I have recently been asked to commit in a much deeper way to my service at the church. My initial reaction was stomach flip-flops and iron butterflies. The woman even pointed out I had paled several shades. I drove home in a stupor and made supper, pondering the proposal. I began to have a conversation with God in which I was doing all the talking. I was really stunned that my husband and I were asked to do more in leadership. We don't even like church on the whole, and had decided we were done with church before God brought us back to this one about three years ago.

After my first reaction, I began to really pray. My husband and I prayed together, separately and fasted. The more I was in the presence of God concerning our "promotion", the more excited I became. In the flesh, I am not ready and I am scared out of my mind. In the Spirit, I am excited for the possibilities of what God has in store.

When my father asked me how I felt about it, I told him I am the Lord's hand-maiden. I think the attitude of Mary kind of summed it up. I am terrified but if this is God, then I am all about it! But last night as I was going to bed, I thought to myself, "Who am I?"

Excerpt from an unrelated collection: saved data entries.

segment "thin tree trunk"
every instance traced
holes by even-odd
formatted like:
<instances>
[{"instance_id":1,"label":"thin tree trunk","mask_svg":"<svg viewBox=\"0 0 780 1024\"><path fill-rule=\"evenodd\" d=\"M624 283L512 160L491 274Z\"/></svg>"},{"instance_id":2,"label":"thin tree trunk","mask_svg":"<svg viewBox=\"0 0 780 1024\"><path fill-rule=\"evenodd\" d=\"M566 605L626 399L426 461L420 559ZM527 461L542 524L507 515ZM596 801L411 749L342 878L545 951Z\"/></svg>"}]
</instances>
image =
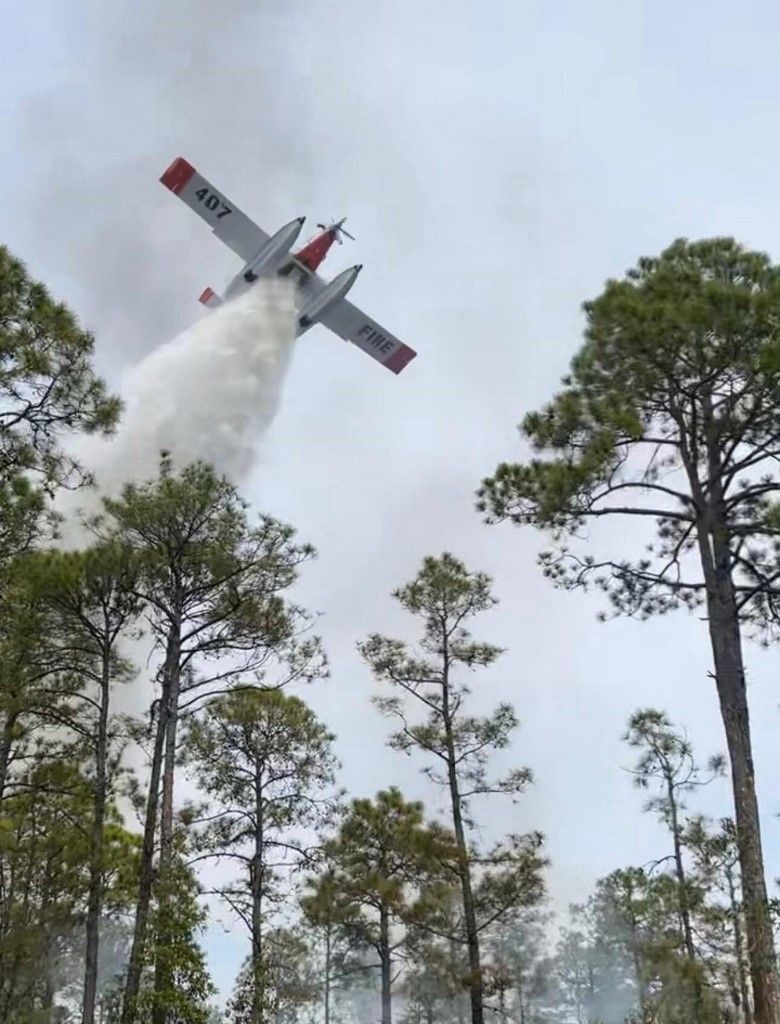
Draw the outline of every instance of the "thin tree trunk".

Who am I that I would even compare myself or situation to that of Mary's? I am not Catholic, but you must give the woman credit. She counted the cost for the immediate situation of becoming pregnant in exactly the worst time for an unwed woman to become pregnant. She was in a culture that looked down severely upon unwed mothers. She said, "I am the Lord's handmaiden" and she could have been stoned to death. I do not mean she could have smoked pot until she died, I mean that the men in town would have thrown rocks at her until her beaten body no longer could sustain life. (I am sure you know that!) I am sure Mary was in seclusion for the better part of her pregnancy. The only record we have of anyone being happy to see her pregnant was Elizabeth, her aunt. And her aunt was excited because Jesus' cousin, John the Baptist (the guy that would later baptize Jesus) was also in the womb and he jumped and jumped and Elizabeth knew that someone special had caused this excitement in her.

Then there is riding on a donkey 8 months and 3 weeks pregnant. The census called only for the household male to go. I understand that being pregnant makes one uncomfortable, even on a Lazy Boy or Postripedic bed, I am sure the donkey ride was painful to say the least. So why go through that pain? Was it more bearable than the pain of scorn of having a child in her small hometown without her husband present who isn't the father?

Mary probably counted these costs. I wonder if she could have foresaw the cost of having to leave her country to go to Egypt until the authorities in Jerusalem had died. For her child, she was in exile from the moment she became pregnant. I am sure there were blessings everyday for being the mother of Jesus. But then there is also the pain.

I have known mother's who have lost children at an age earlier than they would have liked. It rips them apart and they are no longer the woman they were when their child was living. And Mary's child was killed in the most violent, bloody, humiliating way possible. He didn't die for any reason that was his fault, he never in his life had done a single thing wrong. And yet her son from birth was killed magnificently and thoroughly before her eyes. The pain and cost of Mary's life was not something anyone would dare live up to. I can't imagine it was enjoyable for her. I am sure it was as painful for her as anyone who would have to live under such circumstances from her son's birth to his death and then live beyond that. (Although her son did rise from the dead, a definite blessing!)

And the point of all of this is to say that anyone who submits to God's will wholly and completely will never know the cost until they have lived through it. And yet, looking forward to the other side, even the resemblance of Mary's face on a piece of toast will fetch over $10,000. A whole denomination worships her and reveres her almost as much as Christ. And in Paradise, she will have a relationship with Jesus unlike any other. There are numerous prophets, teachers, priests, pastors, apostles, disciples and servants to God. And yet there was only one mother of God, for Jesus was God. She will hold a special position in heaven I think. What beautiful glory but what a painful life in the flesh.